Não o ouviu a aproximar-se, de tão concentrada que estava naquilo que via no outro quarto. Ambury colocou-se atrás dela e espreitou por cima da sua cabeça.
O pai estava deitado na cama, reclinado sobre almofadas, e a camisa de noite branca refletia o brilho da vela. Ao lado da cama, numa cadeira bastante próxima, viu
a tia Sophie.
Estavam de mãos dadas. E enquanto ele e a mãe observavam, o pai ergueu a mão de Sophie e beijou-a na palma, tal como se faz a uma amante.
– Não vai contar-lhe o que sabe.
A mãe sussurrou a ordem assim que reparou nele. Fechou a porta que dava para o quarto e depois chamou-o com a mão. Fê-lo atravessar o quarto de vestir até à pequena
sala de visitas que a flanqueava.
Ambury precisou de alguns minutos para reorganizar os pensamentos. Não ajudava o facto de a mãe não parecer minimamente surpreendida com as implicações daquilo que
acabavam de ver.
– Presumi que fosse o avô – declarou por fim. – A Sophie é dez anos mais velha do que o pai.

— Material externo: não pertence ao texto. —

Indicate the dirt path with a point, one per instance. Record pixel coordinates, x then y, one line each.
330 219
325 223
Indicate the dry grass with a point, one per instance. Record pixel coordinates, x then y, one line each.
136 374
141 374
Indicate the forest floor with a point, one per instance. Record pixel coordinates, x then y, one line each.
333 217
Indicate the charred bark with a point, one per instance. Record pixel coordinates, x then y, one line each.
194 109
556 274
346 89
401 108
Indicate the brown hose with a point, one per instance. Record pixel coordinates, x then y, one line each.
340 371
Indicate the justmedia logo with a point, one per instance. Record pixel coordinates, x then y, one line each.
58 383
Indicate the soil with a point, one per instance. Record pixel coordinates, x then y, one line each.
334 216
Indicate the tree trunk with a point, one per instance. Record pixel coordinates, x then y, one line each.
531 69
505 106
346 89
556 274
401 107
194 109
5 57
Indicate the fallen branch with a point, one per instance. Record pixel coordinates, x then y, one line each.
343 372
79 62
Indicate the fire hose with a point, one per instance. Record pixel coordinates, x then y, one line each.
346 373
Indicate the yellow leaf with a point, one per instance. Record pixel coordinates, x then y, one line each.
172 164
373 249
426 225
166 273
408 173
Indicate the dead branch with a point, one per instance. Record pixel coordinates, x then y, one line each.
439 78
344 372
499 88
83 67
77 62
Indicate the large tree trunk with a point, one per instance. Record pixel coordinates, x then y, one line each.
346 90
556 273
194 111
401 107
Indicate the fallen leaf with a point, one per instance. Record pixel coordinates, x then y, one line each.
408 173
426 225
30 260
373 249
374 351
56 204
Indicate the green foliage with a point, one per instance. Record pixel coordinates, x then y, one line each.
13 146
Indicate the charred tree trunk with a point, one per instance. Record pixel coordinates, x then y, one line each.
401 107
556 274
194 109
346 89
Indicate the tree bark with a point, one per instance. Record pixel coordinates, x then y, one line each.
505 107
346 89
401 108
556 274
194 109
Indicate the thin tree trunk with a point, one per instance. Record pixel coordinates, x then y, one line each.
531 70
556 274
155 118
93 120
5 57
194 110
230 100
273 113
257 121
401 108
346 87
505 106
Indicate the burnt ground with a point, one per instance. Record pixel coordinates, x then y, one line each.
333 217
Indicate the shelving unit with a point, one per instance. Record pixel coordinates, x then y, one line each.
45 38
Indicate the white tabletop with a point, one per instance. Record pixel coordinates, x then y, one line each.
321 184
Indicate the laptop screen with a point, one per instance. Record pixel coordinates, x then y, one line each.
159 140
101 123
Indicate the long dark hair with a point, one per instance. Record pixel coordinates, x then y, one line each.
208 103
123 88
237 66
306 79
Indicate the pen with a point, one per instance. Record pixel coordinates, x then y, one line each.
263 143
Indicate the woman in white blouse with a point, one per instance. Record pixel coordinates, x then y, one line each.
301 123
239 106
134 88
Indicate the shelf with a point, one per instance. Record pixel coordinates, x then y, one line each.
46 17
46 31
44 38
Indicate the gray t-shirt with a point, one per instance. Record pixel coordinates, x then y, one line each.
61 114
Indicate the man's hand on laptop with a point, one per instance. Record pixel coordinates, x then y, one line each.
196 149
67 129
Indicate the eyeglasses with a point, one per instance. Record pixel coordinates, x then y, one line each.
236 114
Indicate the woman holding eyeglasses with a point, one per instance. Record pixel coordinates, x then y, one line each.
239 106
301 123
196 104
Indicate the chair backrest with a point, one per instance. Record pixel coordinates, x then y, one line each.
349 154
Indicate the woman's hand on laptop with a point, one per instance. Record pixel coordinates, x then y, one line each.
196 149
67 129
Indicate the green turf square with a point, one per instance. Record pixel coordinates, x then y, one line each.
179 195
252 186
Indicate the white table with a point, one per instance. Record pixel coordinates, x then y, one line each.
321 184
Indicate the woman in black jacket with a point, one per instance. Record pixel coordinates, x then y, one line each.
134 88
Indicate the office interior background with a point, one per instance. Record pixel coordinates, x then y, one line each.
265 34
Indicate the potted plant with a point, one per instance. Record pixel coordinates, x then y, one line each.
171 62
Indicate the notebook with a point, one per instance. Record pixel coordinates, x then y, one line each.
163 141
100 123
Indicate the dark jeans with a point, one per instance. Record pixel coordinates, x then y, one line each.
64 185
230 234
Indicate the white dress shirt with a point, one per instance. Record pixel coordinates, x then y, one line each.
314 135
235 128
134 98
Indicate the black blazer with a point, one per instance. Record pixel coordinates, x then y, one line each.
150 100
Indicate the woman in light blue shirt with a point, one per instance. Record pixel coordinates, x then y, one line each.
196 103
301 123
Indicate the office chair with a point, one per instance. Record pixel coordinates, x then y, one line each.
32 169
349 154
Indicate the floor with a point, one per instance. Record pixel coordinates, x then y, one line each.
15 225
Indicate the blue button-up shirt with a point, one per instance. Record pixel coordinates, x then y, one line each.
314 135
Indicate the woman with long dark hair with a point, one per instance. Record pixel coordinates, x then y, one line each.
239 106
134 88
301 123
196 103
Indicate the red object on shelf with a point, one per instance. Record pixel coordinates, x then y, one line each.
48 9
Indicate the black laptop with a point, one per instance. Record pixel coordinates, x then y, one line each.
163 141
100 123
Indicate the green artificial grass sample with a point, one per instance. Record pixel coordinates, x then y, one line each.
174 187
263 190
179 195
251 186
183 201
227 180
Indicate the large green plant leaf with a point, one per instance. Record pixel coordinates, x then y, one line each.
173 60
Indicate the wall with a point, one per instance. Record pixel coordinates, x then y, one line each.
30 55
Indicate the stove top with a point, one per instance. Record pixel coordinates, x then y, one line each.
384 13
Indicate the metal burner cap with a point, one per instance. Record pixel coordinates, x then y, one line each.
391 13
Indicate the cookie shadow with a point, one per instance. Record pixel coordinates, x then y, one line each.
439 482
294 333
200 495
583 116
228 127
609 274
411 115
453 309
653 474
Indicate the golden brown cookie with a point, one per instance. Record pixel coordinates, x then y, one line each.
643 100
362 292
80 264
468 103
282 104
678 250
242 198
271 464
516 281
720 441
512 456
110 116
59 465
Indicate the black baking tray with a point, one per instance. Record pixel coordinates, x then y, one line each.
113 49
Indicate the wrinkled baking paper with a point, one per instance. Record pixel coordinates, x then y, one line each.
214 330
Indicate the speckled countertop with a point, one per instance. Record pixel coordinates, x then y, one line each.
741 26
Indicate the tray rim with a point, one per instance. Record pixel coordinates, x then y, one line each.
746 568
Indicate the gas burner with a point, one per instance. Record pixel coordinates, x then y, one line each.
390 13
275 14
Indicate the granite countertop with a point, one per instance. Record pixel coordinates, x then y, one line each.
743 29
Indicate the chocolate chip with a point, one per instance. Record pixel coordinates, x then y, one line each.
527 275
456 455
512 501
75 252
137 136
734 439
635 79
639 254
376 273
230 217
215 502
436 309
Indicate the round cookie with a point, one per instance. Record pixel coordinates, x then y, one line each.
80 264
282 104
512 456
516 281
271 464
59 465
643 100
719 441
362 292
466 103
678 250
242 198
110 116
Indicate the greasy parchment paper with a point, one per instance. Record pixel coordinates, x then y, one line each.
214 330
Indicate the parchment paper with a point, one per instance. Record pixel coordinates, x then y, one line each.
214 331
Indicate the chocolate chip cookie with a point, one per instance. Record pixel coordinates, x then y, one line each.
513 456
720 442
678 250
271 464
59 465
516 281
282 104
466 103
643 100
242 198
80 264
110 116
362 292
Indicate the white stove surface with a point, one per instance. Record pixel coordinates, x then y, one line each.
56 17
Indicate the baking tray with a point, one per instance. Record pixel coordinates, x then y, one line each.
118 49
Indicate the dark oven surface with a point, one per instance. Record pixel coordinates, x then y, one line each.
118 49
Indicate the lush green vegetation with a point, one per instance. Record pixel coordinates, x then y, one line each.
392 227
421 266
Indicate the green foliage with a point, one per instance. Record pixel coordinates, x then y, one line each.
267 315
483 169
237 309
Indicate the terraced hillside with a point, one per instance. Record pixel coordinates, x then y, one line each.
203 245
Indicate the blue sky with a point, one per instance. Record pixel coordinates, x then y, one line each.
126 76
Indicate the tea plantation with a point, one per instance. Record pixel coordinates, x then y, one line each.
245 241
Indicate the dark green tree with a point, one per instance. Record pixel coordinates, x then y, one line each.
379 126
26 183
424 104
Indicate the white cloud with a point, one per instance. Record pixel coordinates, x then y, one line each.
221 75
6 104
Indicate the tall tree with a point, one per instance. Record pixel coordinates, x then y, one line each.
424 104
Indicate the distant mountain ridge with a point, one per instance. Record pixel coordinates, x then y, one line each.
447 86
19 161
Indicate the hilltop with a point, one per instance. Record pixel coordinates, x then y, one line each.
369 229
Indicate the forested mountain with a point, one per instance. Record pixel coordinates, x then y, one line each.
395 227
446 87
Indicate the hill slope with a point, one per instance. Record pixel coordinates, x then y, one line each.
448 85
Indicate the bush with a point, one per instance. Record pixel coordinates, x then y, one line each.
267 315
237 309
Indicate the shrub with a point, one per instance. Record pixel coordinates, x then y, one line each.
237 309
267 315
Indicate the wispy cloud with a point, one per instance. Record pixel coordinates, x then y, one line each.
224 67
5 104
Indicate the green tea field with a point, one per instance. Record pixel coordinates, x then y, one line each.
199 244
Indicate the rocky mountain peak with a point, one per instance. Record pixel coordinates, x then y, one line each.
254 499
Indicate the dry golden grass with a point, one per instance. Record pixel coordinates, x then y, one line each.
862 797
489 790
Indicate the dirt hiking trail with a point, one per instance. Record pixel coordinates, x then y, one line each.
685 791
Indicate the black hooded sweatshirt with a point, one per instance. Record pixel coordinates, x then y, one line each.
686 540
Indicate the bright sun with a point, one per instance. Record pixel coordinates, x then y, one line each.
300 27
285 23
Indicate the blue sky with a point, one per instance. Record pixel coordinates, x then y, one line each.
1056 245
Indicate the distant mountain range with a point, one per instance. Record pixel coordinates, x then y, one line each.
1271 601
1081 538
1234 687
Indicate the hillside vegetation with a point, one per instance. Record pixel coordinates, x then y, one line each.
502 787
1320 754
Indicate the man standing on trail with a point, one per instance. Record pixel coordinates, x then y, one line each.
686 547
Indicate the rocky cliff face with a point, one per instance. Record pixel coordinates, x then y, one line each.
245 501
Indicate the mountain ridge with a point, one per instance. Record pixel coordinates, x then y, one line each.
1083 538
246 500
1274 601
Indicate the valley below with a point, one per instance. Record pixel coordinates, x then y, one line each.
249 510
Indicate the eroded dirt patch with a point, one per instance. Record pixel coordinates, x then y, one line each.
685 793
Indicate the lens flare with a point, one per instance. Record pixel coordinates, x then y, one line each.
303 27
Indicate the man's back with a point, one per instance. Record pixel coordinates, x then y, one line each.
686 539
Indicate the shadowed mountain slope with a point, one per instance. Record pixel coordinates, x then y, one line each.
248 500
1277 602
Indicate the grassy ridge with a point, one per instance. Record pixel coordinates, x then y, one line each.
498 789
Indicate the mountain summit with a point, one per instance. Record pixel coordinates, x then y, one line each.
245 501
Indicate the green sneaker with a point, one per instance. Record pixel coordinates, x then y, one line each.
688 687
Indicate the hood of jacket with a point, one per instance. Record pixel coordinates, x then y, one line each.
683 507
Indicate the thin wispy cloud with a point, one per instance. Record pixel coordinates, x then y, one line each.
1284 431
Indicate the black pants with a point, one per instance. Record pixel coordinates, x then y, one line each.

– Continue a pensar que foi o seu avô se é mais fácil para si, embora não consiga imaginar que diferença possa fazer.
Fazia diferença por uma série de razões. Desde logo, porque o homem que se encontrava ali dentro em reunião com uma antiga amante havia massacrado vezes de mais
com lições de moralidade um filho com o qual parecia agora ter mais em comum do que aquilo que admitia.
Mas, desde logo, talvez fosse exatamente essa a razão para todas as discussões.
– Não se importa? – perguntou ele.
– Foi há muito tempo.
– Porque é que me parece que na altura também não se importou muito?
Ela suspirou, mas nada daquilo alterou em nada as costas direitas da mulher que estava sentada qual estátua na ponta de um banco.
– Se quer saber, dei a minha bênção, Yates. Fiquei satisfeita por ele ter encontrado alguém por algum tempo. Foi depois de o menino ter nascido e os médicos não
aconselhavam mais nenhuma gravidez. Bom, sabe o que isso significa. Ela era uma amiga querida na altura, e quando vi o interesse que ele tinha nela, eu... deixei
que ambos soubessem que não me importava de todo.
– Durou muito tempo?
– Pouco menos de um ano. O pai dele não foi tão compreensivo quando ficou a saber. Era de facto um verdadeiro Highburton, e obrigou o seu pai a terminar tudo.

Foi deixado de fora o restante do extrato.